Northeastern will explore that issue further during its annual Martin Luther King Jr. holiday ceremony on Jan. 17, A Tribute to the Dream: Voting Rights and the ‘Threat to Justice Everywhere.’ The live event starts at 3 p.m. ET and will be streamed on northeastern.edu and Facebook.
The program’s keynote speaker is a senior attorney in the civil rights division of the Justice Department, Kristen Clarke. Her office recently obtained a settlement with two former employees of a housing authority in Oklahoma who allegedly denied housing to a Black mother and her young daughter because of their race.
“We are living in a time of unprecedented challenges to civil rights,” Clarke said in a recent speech.
She will likely expound on that theme when she talks to the Northeastern community on Monday about her department’s work.
Her division recently sued Georgia and Texas over legislative measures that allegedly deny people the right to vote on account of race, unfairly reject mail ballots over paperwork errors, and create redistricting plans that dilute the votes of Hispanic and Black people.
Democrats on Capitol Hill are pushing a pair of bills—the Freedom to Vote Act and the John Lewis Voting Rights Advancement Act—that they say will thwart efforts to stymie such ballot-restricting measures. But Republicans reject the move as a federal takeover of the electoral responsibilities of the states.
Both legislative efforts are stuck in the Senate. Most Republicans are opposed, making it impossible to amass the 60 votes needed to overcome a procedural hurdle known as the filibuster. The rule has long frustrated the party in power.
Senators in the minority party—without saying a word—can simply raise their hands to object to a bill to force supporters to produce 60 votes. Critics of the so-called “silent filibuster” say one filibuster can eat up a week of the Senate’s time. Multiple filibusters consume the legislative calendar, making it impossible to address important business.
Democratic Senate leader Chuck Schumer has promised to hold a vote by Jan. 17 to lower the threshold to 51 instead of 60 votes for the voting-reform bills, but there is no guarantee of passage since not all 50 Democrats are on board with changing the rule.
Even still, “expansion of voting rights has long been a Democratic Party priority because the kinds of voters who are typically disenfranchised form central parts of the Democratic coalition,” Panagopoulos explains. “This is an important issue for them.”
President Joe Biden was recently in Atlanta to make the case that passing legislation is the best response to the GOP’s drive to rewrite election rules. Long a protector of Senate norms and traditions during his nearly 40 years in the chamber, Biden now supports a carve-out exemption of the filibuster specifically for voting rights.

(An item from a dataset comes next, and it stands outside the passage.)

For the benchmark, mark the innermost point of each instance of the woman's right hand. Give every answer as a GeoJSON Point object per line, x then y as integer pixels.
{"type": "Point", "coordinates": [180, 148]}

“This is one of those defining moments,” the president said.
Civil rights activists agree. And if the carve-out exception works, it may well lead to Biden signing both measures into law, giving him an LBJ moment of his own.
Rounding out the rest of the university’s MLK Day program, Africana Studies professor Régine Jean-Charles will discuss her new book, A Trumpet of Conscience for the 21st Century: King’s Call to Justice.

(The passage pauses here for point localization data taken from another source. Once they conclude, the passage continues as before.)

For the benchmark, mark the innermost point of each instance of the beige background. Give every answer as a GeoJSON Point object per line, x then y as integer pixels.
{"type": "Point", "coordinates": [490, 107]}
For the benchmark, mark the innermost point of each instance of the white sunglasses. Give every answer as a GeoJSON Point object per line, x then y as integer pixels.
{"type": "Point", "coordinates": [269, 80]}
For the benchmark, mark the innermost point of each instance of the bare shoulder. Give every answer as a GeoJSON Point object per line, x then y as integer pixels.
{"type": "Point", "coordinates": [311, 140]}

She wrote it to encourage people to think beyond King’s iconic “I Have a Dream” speech, and to connect the dots between King’s messages and contemporary social-justice movements such as Black Lives Matter and #MeToo.
Jean-Charles will be interviewed by Margaret Burnham, university distinguished professor of law and director of the Civil Rights and Restorative Justice Project, which investigates racial violence in the Jim Crow era.
Joseph E. Aoun, president of Northeastern, will offer a few thoughts on how the university is confronting racial bigotry in society.
Former Huskies basketball player and electrical engineering alum Kwesi Abakah will sing on the MLK holiday program, and MBA candidate Gabriela Taveras will serve as host. She often speaks on gender wage-gap issues and is the president of a pay equity company. Taveras also is a member of the university’s Graduate Students of Color Collective.